I'm not sure if it is site specific in that I have somehow unticked a box on here or somesuch or if it's my laptop...although the spell check still works on other laptop functions I use like my email.

Can anyone advise on how to get it back on here please as I rely on it...especially at 6am in the morning when I'm bleary eyed!

Ta


----------



## erneboy

It underlines my errors in red but I don't get options for corrections.


----------



## GMJ

Thts what used to happen on mine Al...but it has stopped 

I think if I then right clicked on the word it gave options.


----------



## raynipper

Mine gets underlined in Blue now. 

Ray.


----------



## Webby1

I've never noticed it before...................but then again my school report from 1962 says I was perticularly good at spellin and mafematics.....................but "Peter is such a chatterbox" she added as a sting in the tale.

Edit...No underlining showing here...........have I been a good boy Miss or is there a glitch in the Matrix ??


----------



## GMJ

Could someone please report my OP for me?


----------



## erneboy

Done.


----------



## GMJ

Thanks Al


----------



## Drew

No problem with the spell checker this morning on here.


----------



## barryd

Still working for me. Underlining in red any errors, right click and the spell checker comes up. Worth trying a different browser?
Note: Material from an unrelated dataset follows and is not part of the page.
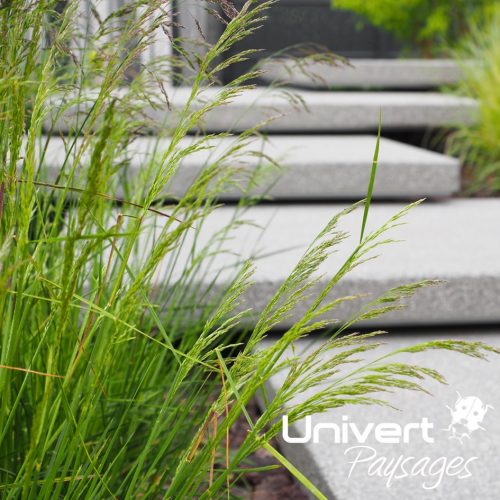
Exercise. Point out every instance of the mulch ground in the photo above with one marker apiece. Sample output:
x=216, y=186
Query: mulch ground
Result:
x=276, y=484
If your using Chrome make sure its enabled, open a new tab and in the search box in the middle do this. Right click and follow these options.


----------



## raynipper

My spellchecker al ways wants to put daft punctuation in all the time. Not necessarily on the forum but e-mails in general. Bloody American speak and Microsoft.

Ray.


----------



## GMJ

Right I've done as Barry suggested and it appears to work!










Thanks Barry much appreciated but I'm still at a loss to understand why it stopped working as I didn't adjust anything.

Perhaps 'coz it can?....


----------



## greygit

When your a dyslexic everything gets f**king under lined!


----------